Nein, dies ist kein Börsenbericht, und hat nichts mit Strategien zur Rettung des Euro zu tun. Es geht auch nicht um eine Variante der Berlusconi-Affären, und erst Recht nicht um philosophische Betrachtungen über den Reiz des Geldes an sich. Vielmehr hat Roland Mischke, Autor bei "Die Welt", Betrachtungen darüber aufgeschrieben, wie "erotisches Kapital" eingesetzt werden kann. Und wo hat er diese Eigenschaften gefunden? Im Fokus stehen bei ihm weder leicht bekleidete Italienerinnen oder Spanierinnen, sondern an erster Stelle stehen offenbar Frauen aus Estland.


Einblicke ins
"erotische Kapital" -
jetzt neu in
deutschen
Medien
Wo dem Autor Estinnen mit ebensolchen Eigenschaften begegnet sind, bleibt aber leider etwas unklar. Weder die Illustration zum Beitrag zeigt eine Estin, noch die persönliche Erinnerung scheint zuverlässig. "Als sie das erste Mal zwischen unseren drei Schreibtischen stand, blond bis zu den Hüften und mit so strahlend blauen Augen, wie wir Bürostubenhocker sie bisher nur beim vorbeischnürenden Husky des Nachbarn bestaunt hatten, rückte sie sofort in den Mittelpunkt." Nun gibt es auch schwarzhaarige Mädchen in Estland, und auch Huskys sind dort nicht jedermanns Haushund. Estland wird es egal sein: irgendwie Eindruck scheinen estnische Frauen schon gemacht zu haben bei Mischke: "Wir Bürogemeinschaftler wollten nur noch wissen, wann sie anfing."
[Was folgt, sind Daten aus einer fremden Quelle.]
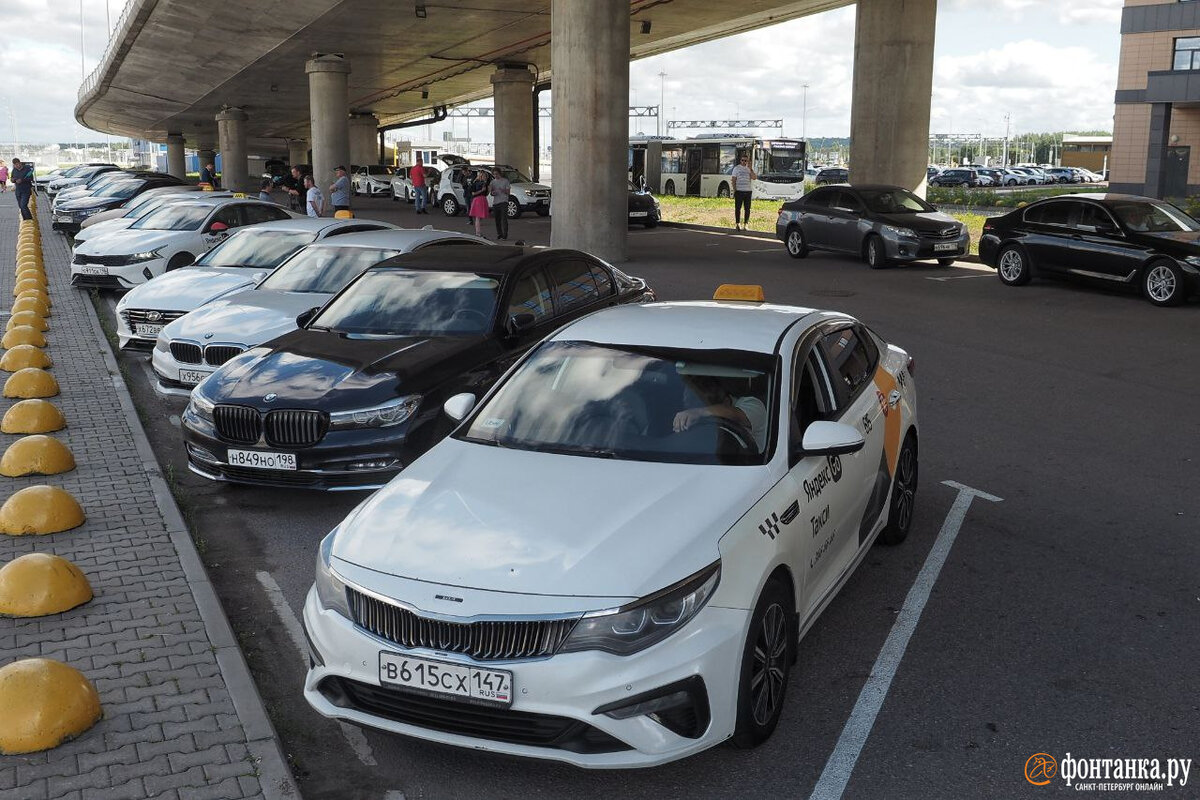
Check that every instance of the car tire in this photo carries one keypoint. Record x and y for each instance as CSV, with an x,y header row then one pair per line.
x,y
1162,282
904,494
874,252
766,666
795,242
1013,266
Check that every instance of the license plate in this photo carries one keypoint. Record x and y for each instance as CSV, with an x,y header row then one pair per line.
x,y
192,377
261,459
442,678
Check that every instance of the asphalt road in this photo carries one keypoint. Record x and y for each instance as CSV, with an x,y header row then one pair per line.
x,y
1065,618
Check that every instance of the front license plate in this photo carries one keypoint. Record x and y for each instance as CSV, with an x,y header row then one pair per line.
x,y
261,459
442,678
192,377
147,330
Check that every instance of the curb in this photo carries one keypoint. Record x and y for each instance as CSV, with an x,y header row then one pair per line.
x,y
262,741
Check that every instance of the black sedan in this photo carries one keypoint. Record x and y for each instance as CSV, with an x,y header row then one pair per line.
x,y
877,222
1114,240
355,394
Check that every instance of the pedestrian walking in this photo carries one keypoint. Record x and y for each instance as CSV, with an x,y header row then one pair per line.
x,y
315,202
499,190
23,184
743,190
420,191
340,190
478,209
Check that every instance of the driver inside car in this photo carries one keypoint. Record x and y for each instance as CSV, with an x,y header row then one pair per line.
x,y
748,411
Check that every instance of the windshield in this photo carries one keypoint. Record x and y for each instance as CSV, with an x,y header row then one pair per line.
x,y
174,217
1153,217
324,269
256,248
688,407
897,200
413,302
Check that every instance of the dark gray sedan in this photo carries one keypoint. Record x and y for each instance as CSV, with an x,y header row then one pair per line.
x,y
876,222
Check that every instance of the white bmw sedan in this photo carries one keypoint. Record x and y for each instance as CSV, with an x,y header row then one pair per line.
x,y
612,559
238,263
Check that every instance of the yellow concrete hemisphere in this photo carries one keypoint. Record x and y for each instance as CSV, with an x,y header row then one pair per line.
x,y
42,704
23,335
36,455
33,416
27,318
37,584
24,355
29,383
40,510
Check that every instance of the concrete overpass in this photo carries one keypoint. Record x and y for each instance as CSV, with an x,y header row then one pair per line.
x,y
275,76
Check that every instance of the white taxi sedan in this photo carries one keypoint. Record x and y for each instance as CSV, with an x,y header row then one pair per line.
x,y
612,559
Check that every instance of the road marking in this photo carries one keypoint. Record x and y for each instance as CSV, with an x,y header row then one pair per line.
x,y
354,737
841,762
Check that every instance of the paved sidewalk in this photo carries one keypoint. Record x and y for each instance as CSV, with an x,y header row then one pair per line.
x,y
183,717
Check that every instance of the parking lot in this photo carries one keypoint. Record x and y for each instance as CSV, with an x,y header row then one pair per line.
x,y
1063,619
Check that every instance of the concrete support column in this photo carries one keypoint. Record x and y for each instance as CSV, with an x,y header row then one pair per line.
x,y
364,131
893,83
298,151
513,92
1156,152
232,137
329,110
589,49
177,161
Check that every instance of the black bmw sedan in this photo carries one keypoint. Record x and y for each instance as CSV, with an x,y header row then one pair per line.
x,y
1114,240
355,394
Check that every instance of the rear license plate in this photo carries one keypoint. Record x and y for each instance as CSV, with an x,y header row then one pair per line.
x,y
261,459
192,377
442,678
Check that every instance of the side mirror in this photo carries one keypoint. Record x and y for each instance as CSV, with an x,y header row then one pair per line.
x,y
832,439
520,323
459,405
306,316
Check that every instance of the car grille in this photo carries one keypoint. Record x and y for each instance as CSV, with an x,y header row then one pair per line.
x,y
471,720
185,352
481,641
238,423
295,428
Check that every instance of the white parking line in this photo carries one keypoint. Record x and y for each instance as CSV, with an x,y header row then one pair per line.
x,y
354,737
841,762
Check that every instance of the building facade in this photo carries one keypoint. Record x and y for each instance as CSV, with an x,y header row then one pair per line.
x,y
1157,120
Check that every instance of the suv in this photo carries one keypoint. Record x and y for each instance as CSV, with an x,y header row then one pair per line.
x,y
525,194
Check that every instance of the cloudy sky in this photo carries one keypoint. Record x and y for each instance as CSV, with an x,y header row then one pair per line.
x,y
1051,65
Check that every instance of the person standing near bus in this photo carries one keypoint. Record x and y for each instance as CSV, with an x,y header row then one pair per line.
x,y
743,190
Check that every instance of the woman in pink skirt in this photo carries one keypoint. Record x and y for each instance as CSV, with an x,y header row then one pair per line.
x,y
478,208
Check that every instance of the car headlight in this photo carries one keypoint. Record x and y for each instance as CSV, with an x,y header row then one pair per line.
x,y
330,589
900,233
388,415
647,621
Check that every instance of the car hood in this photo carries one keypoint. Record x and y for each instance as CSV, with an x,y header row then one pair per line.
x,y
123,242
337,373
190,287
249,318
491,518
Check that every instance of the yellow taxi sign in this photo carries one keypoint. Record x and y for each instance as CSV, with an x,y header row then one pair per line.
x,y
744,292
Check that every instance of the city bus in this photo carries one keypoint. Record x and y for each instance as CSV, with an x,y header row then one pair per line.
x,y
701,166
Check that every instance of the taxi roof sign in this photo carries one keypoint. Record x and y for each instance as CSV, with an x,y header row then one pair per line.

Soweit, so gut. Nun aber meint Mischke seine estnischen Assoziationen gleichsetzen zu müssen mit dem Buch „Erotisches Kapital“ von Catherine Hakim, eine Art "Ratgeber für Frauen, die stilvoll Karriere machen wollen".Das weist auf einen weiteren Beitrag in der WELT hin, ein Interview mit Elisabeth Bonneau, der so stilvolle Fragen gestellt werden wie "Ist Schönheit hilfreich oder hinderlich für den Erfolg?".Immerhin weist die Antwort dort darauf hin, dass sich auch Estinnen nie die Nase operieren lassen sollten - Einheit von innen und außen reicht, meint die weibliche Expertin (auch wenn sie dabei nur Goethe zitiert, und nicht den Kalevipoeg). "Kleidung ist weniger wichtig als Mimik", erzählt Frau Bonneau bereitwillig - womit immerhin nicht behauptet wird, Estinnen seien schlecht gekleidet. In Mischkes männlichen Beschreibung seiner estnischen Frauenträume kommt immerhin vor, dass die estnische Bewerberin "langsam ihren Mantel aufknöpft". Und nach ein paar aus verschiedenen Büchern gepflückten Zitate wie "Schöne Frauen verdienen 20% mehr" geht es noch weiter: "Wir Bürohengste, zwei davon mit hohem IQ, waren von Maarja betört. Am ersten Tag räumte sie um, am zweiten besaß sie die Hoheit über Kaffeemaschine und Kücheneck, am dritten orderte sie Büromöbel auf unsere Rechnung. Sie war präsent, schaute, redete, handelte. Staunend ließen wir sie gewähren." 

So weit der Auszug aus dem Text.